This project implements a Housing Price Prediction model using Multiple Linear Regression. The model predicts the price of houses based on various factors such as average area income, house age, number of rooms, number of bedrooms, and area population.
This project demonstrates how to use Multiple Linear Regression to predict housing prices. It includes data preprocessing, model training, and evaluation.
The model uses multiple features to predict the price of a house, including:
- Avg. Area Income: The average income of the area where the house is located.
- Avg. Area House Age: The average age of the houses in the area.
- Avg. Area Number of Rooms: The average number of rooms in houses in the area.
- Avg. Area Number of Bedrooms: The average number of bedrooms in houses in the area.
- Area Population: The population of the area.
- Price: The price of the house (target variable).
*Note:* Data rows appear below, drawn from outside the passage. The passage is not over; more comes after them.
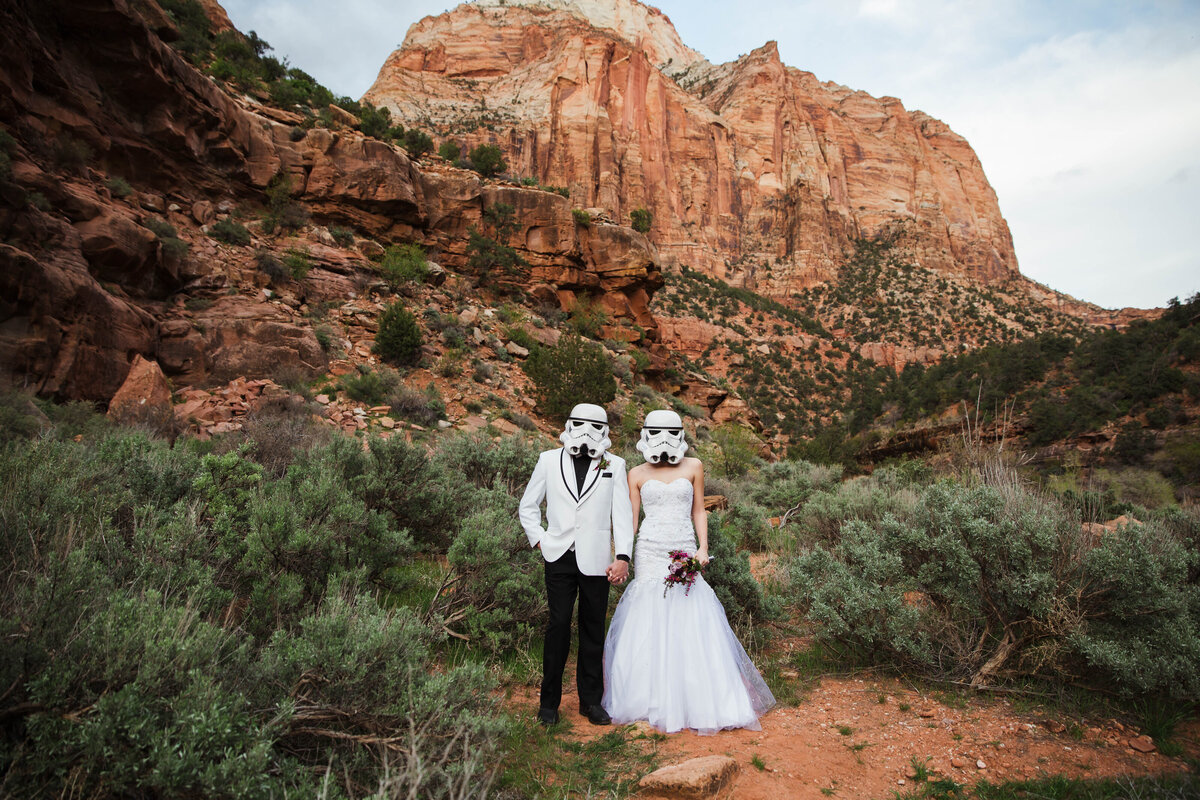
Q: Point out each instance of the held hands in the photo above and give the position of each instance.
(617, 571)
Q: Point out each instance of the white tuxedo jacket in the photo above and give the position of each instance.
(597, 521)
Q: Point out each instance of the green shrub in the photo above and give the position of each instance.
(977, 583)
(640, 220)
(403, 264)
(371, 386)
(418, 143)
(190, 626)
(118, 186)
(497, 597)
(730, 576)
(503, 465)
(424, 408)
(487, 160)
(588, 317)
(273, 268)
(71, 154)
(229, 232)
(574, 371)
(399, 338)
(343, 236)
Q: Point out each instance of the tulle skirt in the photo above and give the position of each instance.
(675, 662)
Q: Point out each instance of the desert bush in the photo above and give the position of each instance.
(191, 626)
(733, 450)
(574, 371)
(504, 465)
(424, 408)
(745, 524)
(298, 263)
(730, 576)
(496, 595)
(982, 583)
(399, 338)
(280, 429)
(229, 232)
(588, 317)
(786, 485)
(487, 160)
(403, 264)
(71, 155)
(343, 236)
(118, 186)
(370, 386)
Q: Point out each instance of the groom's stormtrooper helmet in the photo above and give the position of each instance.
(663, 441)
(587, 431)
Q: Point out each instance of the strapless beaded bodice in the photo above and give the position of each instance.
(667, 527)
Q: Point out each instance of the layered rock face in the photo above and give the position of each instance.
(87, 287)
(754, 172)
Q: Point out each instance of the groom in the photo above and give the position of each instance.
(588, 513)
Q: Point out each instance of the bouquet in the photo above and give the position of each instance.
(683, 570)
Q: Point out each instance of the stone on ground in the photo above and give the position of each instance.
(708, 776)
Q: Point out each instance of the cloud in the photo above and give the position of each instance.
(1083, 113)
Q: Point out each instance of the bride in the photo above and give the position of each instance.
(671, 657)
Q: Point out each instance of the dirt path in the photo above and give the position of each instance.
(843, 739)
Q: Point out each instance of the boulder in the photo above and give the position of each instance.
(144, 394)
(708, 776)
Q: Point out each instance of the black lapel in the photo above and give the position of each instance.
(594, 474)
(563, 458)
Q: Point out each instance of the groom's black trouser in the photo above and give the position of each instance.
(563, 583)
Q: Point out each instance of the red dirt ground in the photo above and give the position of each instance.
(803, 751)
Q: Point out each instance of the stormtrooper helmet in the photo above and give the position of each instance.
(587, 431)
(663, 440)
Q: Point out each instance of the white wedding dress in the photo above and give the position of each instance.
(675, 661)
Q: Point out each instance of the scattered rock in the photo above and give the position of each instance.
(143, 395)
(707, 776)
(1143, 744)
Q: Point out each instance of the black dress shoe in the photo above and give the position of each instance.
(595, 714)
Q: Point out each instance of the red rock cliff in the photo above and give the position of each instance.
(755, 172)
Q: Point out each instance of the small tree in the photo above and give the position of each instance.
(399, 338)
(487, 160)
(641, 220)
(418, 143)
(403, 264)
(575, 371)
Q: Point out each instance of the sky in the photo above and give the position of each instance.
(1084, 113)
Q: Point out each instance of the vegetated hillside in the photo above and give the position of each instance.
(1110, 397)
(816, 373)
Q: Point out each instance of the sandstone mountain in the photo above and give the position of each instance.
(755, 172)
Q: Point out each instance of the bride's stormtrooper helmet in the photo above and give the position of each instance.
(587, 431)
(663, 440)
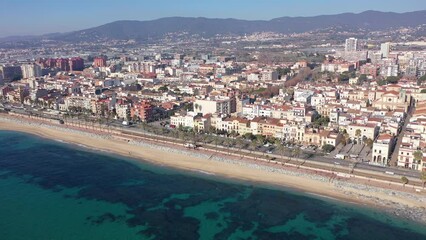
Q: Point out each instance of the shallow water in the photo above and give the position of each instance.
(50, 190)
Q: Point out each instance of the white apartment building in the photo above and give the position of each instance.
(221, 105)
(382, 149)
(30, 71)
(184, 120)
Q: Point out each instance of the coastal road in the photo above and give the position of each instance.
(318, 162)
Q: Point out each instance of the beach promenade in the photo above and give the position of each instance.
(408, 201)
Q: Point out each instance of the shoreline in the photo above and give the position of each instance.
(400, 204)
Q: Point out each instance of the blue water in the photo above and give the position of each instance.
(50, 190)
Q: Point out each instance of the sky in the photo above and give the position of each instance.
(35, 17)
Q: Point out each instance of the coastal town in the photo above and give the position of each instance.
(213, 120)
(362, 106)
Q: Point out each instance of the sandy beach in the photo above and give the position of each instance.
(406, 204)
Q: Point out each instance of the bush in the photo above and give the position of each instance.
(328, 148)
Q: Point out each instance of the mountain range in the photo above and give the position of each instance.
(207, 27)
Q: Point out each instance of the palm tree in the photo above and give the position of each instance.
(418, 156)
(358, 133)
(404, 180)
(281, 149)
(423, 177)
(296, 153)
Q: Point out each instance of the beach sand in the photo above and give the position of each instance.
(218, 168)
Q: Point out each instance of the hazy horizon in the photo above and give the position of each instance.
(48, 16)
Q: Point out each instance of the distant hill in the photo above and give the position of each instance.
(143, 30)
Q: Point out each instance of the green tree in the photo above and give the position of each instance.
(392, 79)
(418, 156)
(362, 78)
(358, 133)
(423, 178)
(296, 152)
(327, 148)
(404, 180)
(163, 88)
(369, 142)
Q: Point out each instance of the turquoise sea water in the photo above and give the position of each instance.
(50, 190)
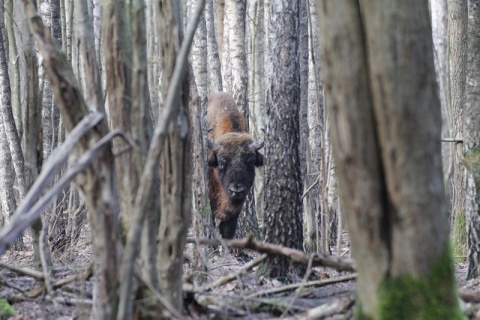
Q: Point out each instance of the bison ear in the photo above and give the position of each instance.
(259, 159)
(212, 147)
(212, 158)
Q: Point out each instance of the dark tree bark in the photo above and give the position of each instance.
(380, 82)
(175, 164)
(98, 181)
(283, 185)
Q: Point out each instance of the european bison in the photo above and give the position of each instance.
(232, 158)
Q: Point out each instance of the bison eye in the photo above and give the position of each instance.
(222, 164)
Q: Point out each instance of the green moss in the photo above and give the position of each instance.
(459, 237)
(6, 310)
(431, 297)
(472, 161)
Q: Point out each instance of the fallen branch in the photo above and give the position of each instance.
(295, 255)
(23, 271)
(469, 296)
(40, 275)
(78, 277)
(224, 280)
(325, 310)
(315, 283)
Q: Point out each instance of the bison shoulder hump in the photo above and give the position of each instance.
(223, 115)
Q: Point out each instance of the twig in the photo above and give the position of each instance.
(325, 310)
(315, 283)
(460, 140)
(168, 307)
(469, 296)
(69, 301)
(11, 285)
(295, 255)
(221, 281)
(310, 188)
(23, 271)
(78, 277)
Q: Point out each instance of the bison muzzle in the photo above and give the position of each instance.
(232, 158)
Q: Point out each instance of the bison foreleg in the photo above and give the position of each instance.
(228, 227)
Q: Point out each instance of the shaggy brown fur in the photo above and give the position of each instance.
(232, 157)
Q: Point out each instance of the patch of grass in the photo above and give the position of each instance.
(6, 310)
(430, 297)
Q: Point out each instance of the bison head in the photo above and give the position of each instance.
(235, 155)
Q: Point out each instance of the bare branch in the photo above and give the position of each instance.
(278, 250)
(25, 216)
(226, 279)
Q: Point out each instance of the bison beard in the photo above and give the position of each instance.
(232, 158)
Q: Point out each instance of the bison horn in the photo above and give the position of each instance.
(257, 145)
(212, 145)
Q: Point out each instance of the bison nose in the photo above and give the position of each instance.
(237, 190)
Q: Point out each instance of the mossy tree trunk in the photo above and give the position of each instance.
(379, 77)
(457, 60)
(472, 139)
(283, 184)
(175, 163)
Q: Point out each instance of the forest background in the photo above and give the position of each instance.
(369, 112)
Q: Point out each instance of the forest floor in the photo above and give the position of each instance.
(233, 288)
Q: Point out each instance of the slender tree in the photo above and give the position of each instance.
(283, 185)
(98, 181)
(472, 140)
(457, 60)
(175, 164)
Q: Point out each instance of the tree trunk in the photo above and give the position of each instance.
(256, 89)
(472, 140)
(14, 70)
(388, 157)
(214, 68)
(202, 217)
(142, 130)
(98, 181)
(7, 113)
(7, 197)
(118, 74)
(457, 58)
(175, 165)
(283, 185)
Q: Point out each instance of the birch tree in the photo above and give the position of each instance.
(377, 60)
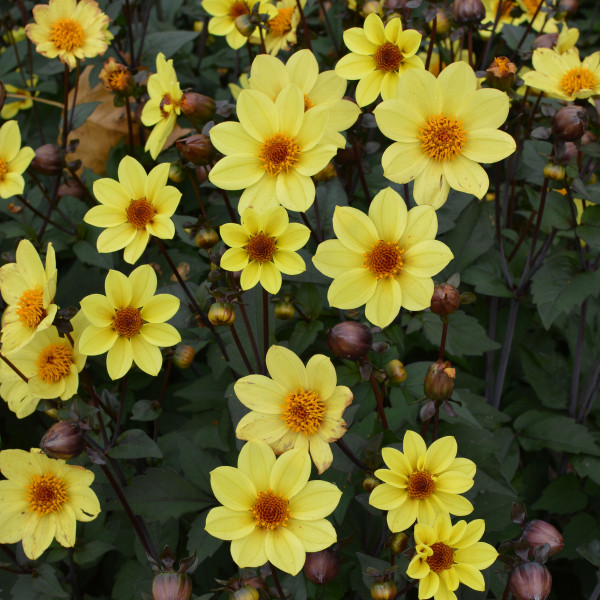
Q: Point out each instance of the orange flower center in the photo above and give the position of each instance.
(384, 260)
(303, 411)
(30, 307)
(67, 34)
(270, 510)
(54, 362)
(140, 213)
(578, 79)
(237, 10)
(388, 57)
(128, 321)
(46, 494)
(278, 153)
(282, 23)
(442, 138)
(420, 485)
(442, 557)
(261, 247)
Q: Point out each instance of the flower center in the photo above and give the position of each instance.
(442, 557)
(384, 260)
(237, 10)
(388, 57)
(420, 485)
(67, 34)
(303, 411)
(54, 362)
(261, 247)
(30, 307)
(578, 79)
(140, 213)
(46, 493)
(282, 23)
(278, 153)
(128, 322)
(442, 138)
(270, 510)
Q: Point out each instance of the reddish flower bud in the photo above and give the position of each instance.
(322, 567)
(530, 581)
(349, 339)
(538, 533)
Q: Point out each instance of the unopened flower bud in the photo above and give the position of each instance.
(322, 567)
(47, 160)
(197, 148)
(198, 106)
(569, 123)
(445, 299)
(171, 586)
(530, 581)
(222, 313)
(395, 371)
(468, 11)
(439, 381)
(63, 440)
(538, 533)
(349, 339)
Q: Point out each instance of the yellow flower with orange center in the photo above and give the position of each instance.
(422, 482)
(42, 499)
(379, 57)
(271, 511)
(69, 30)
(129, 322)
(296, 407)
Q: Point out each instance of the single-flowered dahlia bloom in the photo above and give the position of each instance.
(161, 110)
(422, 482)
(13, 160)
(134, 208)
(443, 128)
(263, 247)
(379, 57)
(564, 76)
(129, 322)
(29, 289)
(69, 30)
(448, 555)
(296, 407)
(384, 260)
(273, 151)
(42, 499)
(51, 365)
(270, 75)
(271, 511)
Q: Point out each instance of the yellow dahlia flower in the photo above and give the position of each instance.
(69, 30)
(50, 364)
(271, 511)
(160, 112)
(28, 288)
(443, 128)
(263, 247)
(133, 208)
(272, 151)
(448, 555)
(564, 76)
(422, 482)
(297, 407)
(385, 260)
(42, 499)
(129, 322)
(13, 159)
(379, 57)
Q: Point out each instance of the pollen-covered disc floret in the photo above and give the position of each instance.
(270, 510)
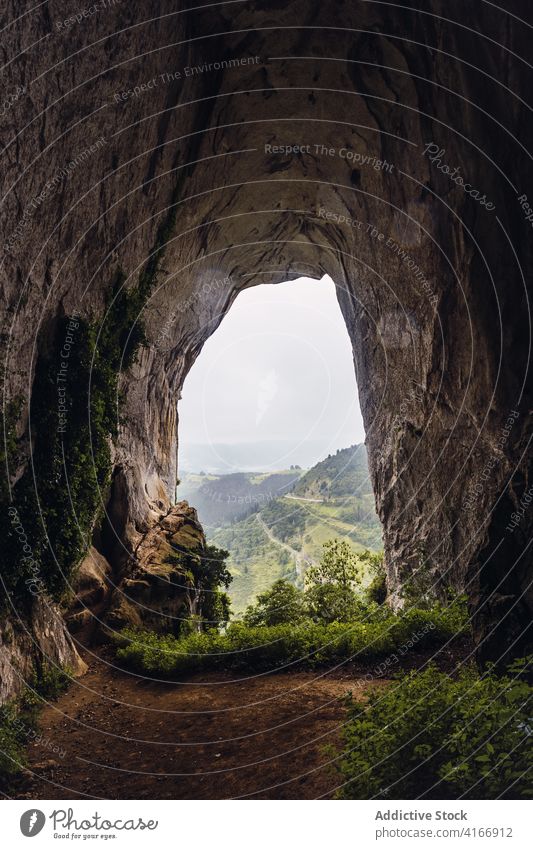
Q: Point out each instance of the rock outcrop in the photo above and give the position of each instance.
(27, 642)
(209, 150)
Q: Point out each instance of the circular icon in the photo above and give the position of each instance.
(32, 822)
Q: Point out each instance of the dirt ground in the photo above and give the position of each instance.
(216, 737)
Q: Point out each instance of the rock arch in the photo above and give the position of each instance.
(193, 189)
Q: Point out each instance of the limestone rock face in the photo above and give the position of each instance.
(274, 140)
(158, 590)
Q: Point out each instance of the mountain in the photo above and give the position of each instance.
(275, 524)
(341, 474)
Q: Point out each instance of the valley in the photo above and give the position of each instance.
(275, 524)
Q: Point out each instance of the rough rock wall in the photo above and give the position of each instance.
(134, 117)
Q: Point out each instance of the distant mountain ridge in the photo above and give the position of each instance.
(275, 524)
(341, 474)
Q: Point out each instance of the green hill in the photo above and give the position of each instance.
(274, 525)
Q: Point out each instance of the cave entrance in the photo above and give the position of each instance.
(271, 437)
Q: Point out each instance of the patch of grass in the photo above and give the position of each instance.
(307, 644)
(433, 737)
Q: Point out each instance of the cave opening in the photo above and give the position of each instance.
(271, 437)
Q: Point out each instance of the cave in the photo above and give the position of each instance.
(171, 161)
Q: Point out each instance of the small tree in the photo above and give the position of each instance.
(339, 565)
(282, 603)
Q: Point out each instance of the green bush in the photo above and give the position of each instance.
(434, 737)
(308, 644)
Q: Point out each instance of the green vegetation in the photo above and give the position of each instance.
(59, 497)
(255, 561)
(434, 737)
(307, 644)
(280, 537)
(18, 720)
(339, 475)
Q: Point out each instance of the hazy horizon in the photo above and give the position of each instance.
(278, 371)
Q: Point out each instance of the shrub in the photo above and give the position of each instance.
(308, 644)
(434, 737)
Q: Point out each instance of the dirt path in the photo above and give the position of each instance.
(121, 736)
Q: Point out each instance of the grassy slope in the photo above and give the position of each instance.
(342, 506)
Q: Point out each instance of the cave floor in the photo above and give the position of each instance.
(219, 736)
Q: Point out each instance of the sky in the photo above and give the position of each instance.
(278, 374)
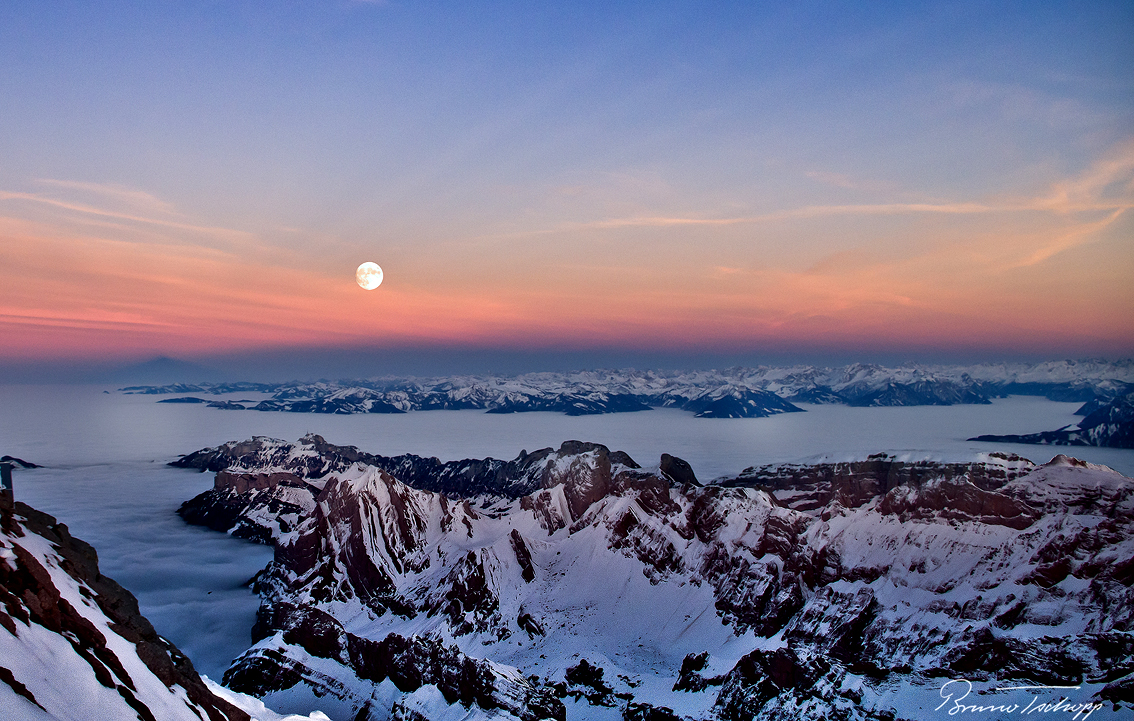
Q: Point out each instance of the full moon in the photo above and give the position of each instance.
(369, 276)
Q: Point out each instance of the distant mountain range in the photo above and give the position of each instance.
(731, 393)
(573, 583)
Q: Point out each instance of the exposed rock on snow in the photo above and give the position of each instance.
(790, 592)
(73, 644)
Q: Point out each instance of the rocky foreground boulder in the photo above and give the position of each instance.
(73, 644)
(612, 591)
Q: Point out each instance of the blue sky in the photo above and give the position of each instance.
(747, 175)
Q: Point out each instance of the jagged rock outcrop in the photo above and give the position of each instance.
(73, 644)
(1109, 424)
(834, 580)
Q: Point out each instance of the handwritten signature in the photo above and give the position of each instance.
(964, 687)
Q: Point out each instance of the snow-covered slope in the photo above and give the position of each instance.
(610, 591)
(73, 645)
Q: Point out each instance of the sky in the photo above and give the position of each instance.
(593, 184)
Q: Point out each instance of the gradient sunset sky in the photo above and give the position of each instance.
(750, 181)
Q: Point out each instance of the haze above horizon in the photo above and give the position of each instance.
(598, 184)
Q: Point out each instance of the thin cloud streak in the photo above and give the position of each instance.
(5, 195)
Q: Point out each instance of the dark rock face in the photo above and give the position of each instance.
(853, 484)
(762, 676)
(841, 576)
(408, 662)
(1110, 424)
(32, 601)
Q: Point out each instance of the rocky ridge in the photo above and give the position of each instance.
(73, 644)
(607, 590)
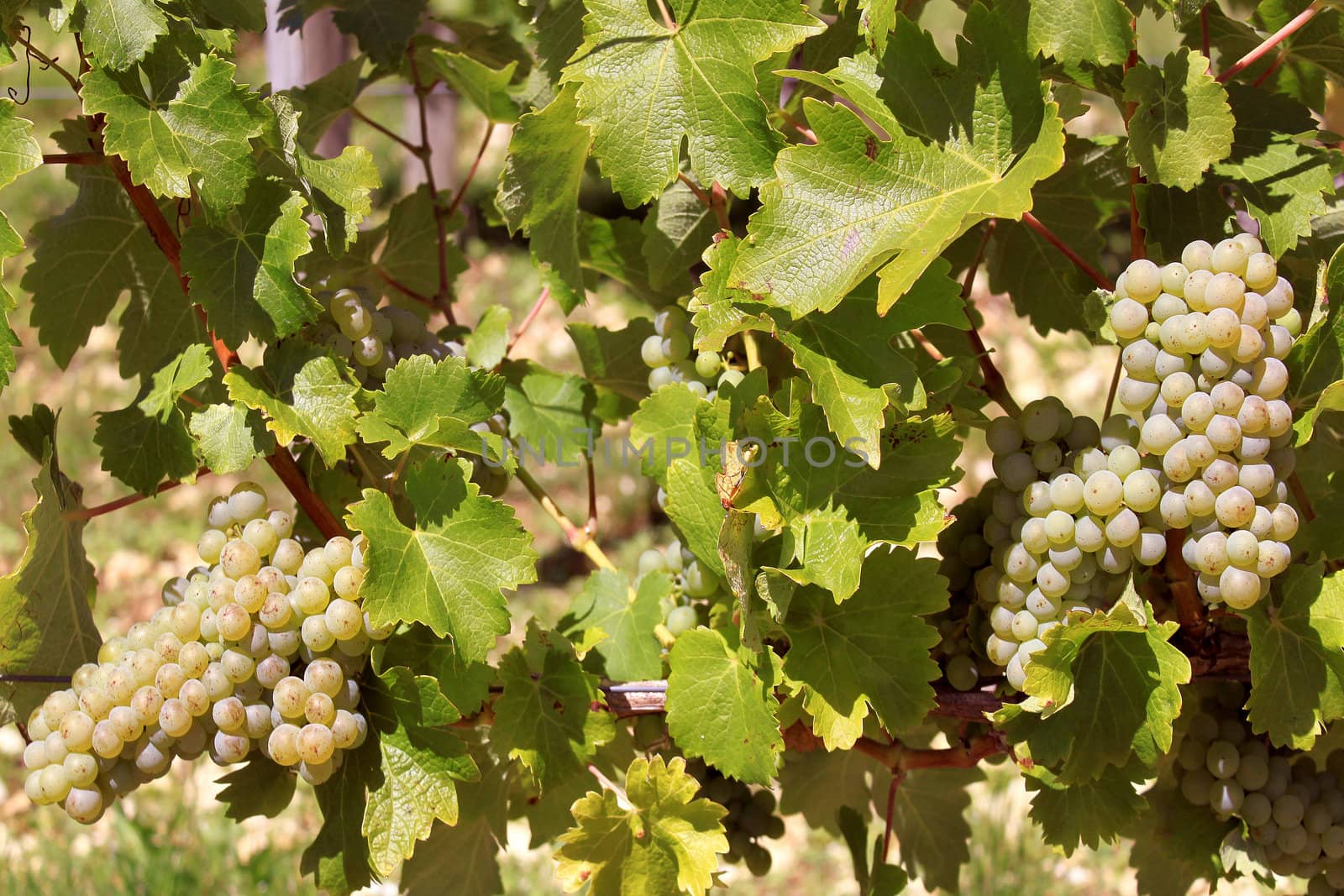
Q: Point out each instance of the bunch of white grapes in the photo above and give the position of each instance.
(1074, 506)
(669, 356)
(374, 338)
(1205, 342)
(690, 582)
(255, 652)
(964, 553)
(1294, 812)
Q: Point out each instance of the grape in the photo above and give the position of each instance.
(1142, 281)
(682, 620)
(1128, 318)
(315, 745)
(1003, 436)
(248, 501)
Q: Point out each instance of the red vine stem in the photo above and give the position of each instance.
(425, 154)
(281, 461)
(995, 385)
(528, 322)
(1079, 262)
(467, 181)
(1270, 42)
(897, 778)
(87, 513)
(407, 291)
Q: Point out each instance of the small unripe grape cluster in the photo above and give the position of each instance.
(1294, 812)
(669, 356)
(964, 553)
(690, 582)
(255, 652)
(1073, 510)
(1205, 342)
(374, 338)
(752, 817)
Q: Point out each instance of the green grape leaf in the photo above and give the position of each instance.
(118, 33)
(1182, 121)
(1104, 692)
(452, 570)
(1173, 217)
(20, 155)
(696, 508)
(1079, 31)
(551, 715)
(631, 652)
(909, 196)
(822, 783)
(539, 192)
(228, 437)
(340, 191)
(487, 343)
(1175, 842)
(671, 421)
(676, 230)
(89, 255)
(894, 503)
(884, 645)
(483, 85)
(242, 15)
(848, 358)
(465, 853)
(339, 859)
(33, 430)
(1092, 188)
(148, 439)
(1280, 176)
(612, 359)
(721, 705)
(410, 253)
(179, 376)
(718, 309)
(322, 102)
(302, 391)
(463, 684)
(551, 412)
(929, 824)
(644, 89)
(420, 768)
(242, 269)
(428, 402)
(831, 550)
(46, 618)
(933, 298)
(194, 121)
(382, 27)
(1297, 658)
(261, 788)
(659, 839)
(1084, 813)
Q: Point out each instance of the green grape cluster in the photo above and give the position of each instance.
(752, 817)
(374, 338)
(964, 553)
(1294, 810)
(667, 354)
(1205, 342)
(1072, 511)
(691, 582)
(257, 651)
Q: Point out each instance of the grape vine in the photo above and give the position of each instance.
(768, 262)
The dataset used in this project contains the following columns:
Column Name | Description |
---|---|
Avg. Area Income | The average income in the area |
Avg. Area House Age | The average age of houses in the area |
Avg. Area Number of Rooms | The average number of rooms in houses |
Avg. Area Number of Bedrooms | The average number of bedrooms in houses |
Area Population | The population of the area |
Price | The price of the house (target variable) |
Clone the repository and install the necessary dependencies:
git clone https://github.com/yourusername/housing-price-prediction.git
cd housing-price-prediction
pip install -r requirements.txt
python housing_price_predictor.py
The model's performance is evaluated using the following metrics:
Mean Squared Error (MSE) R² score: A measure of how well the model fits the data.